Pinpointing Policy: New WOTUS Definition – Here to Stay?
When Congress overrode President Richard Nixon’s veto in 1972 to enact the Clean Water Act (CWA), it did so with the support of the entire Kansas delegation. Support for the CWA was driven by a common goal of ensuring the waters of the United States were usable and safe from pollutants. Importantly, Congress included permitting exemptions for agriculture in the legislation, recognizing the costly and burdensome effect overregulation would have on agriculture and non-point source pollution landscapes. While the effectiveness of the CWA is debated, a fundamental question continues to be passed from court to court and administration to administration: What exactly are the waters of the United States (WOTUS)?
U.S. Supreme Court decisions in Rapanos v. United States (2006) and Sackett v. EPA (2023) have cast aside previous definitions while providing some guidance on how to proceed. Under varying interpretations of that guidance, the Obama, Trump and Biden administrations have consecutively repealed and proposed varying WOTUS definitions.
American Farm Bureau Federation (AFBF) policy 547 addresses the CWA. AFBF’s positions include:
3.1: Limiting CWA jurisdiction to navigable streams and flowing waterways with year-round continuous flow.
3.1.1 Maintaining state primacy over local land and water decisions.
3.1.3 Promoting a clear distinction between waters subject to federal versus state jurisdiction.
3.1.5 Excluding privately owned waters used exclusively for farm purposes from regulation.
3.2 Supporting fishable and swimmable standards, rather than zero pollution, while not infringing property rights, not pushing unfunded mandates, and being accountable to cost/benefit and risk analysis.
3.8 Opposing the EPA’s 2023 WOTUS Rule and any future rule that undermines the intent of the Sackett v. EPA ruling.

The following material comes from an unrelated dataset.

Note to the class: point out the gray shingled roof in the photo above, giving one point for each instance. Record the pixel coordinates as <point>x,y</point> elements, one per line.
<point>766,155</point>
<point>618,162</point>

Recently, the second Trump administration released its updated rule for public comments. Under the proposed rule, a waterway would fall under CWA jurisdiction if it was relatively permanent, meaning it had standing or flowing water for the entirety of its “wet period.” Wet periods and water presence would be based on regional climate conditions and hydrological modeling tools.
The proposed rule requires wetlands to have continuous surface connection with another WOTUS and be relatively permanent to be jurisdictional. The proposed rule also shifts the burden of proving CWA jurisdiction back to the federal government and provides exemptions for prior converted cropland and dry land ditches.
Additional details on the proposed rule can be found here.
The Kansas Department of Health and Environment and the Kansas Department of Agriculture have statutory duties to regulate the waters and streams of the state (KSA 61-161(a) and KSA 82a-301 respectively). Hence, waters not jurisdictionally WOTUS, are classified as waters or streams of the state of Kansas and regulated by state entities. Kansas Farm Bureau does not have a policy on these state definitions. The waters definition impacts public water supply entities or others discharging sewage. The definition of streams concerns all dams, obstructions, levees or alterations to a qualified channel.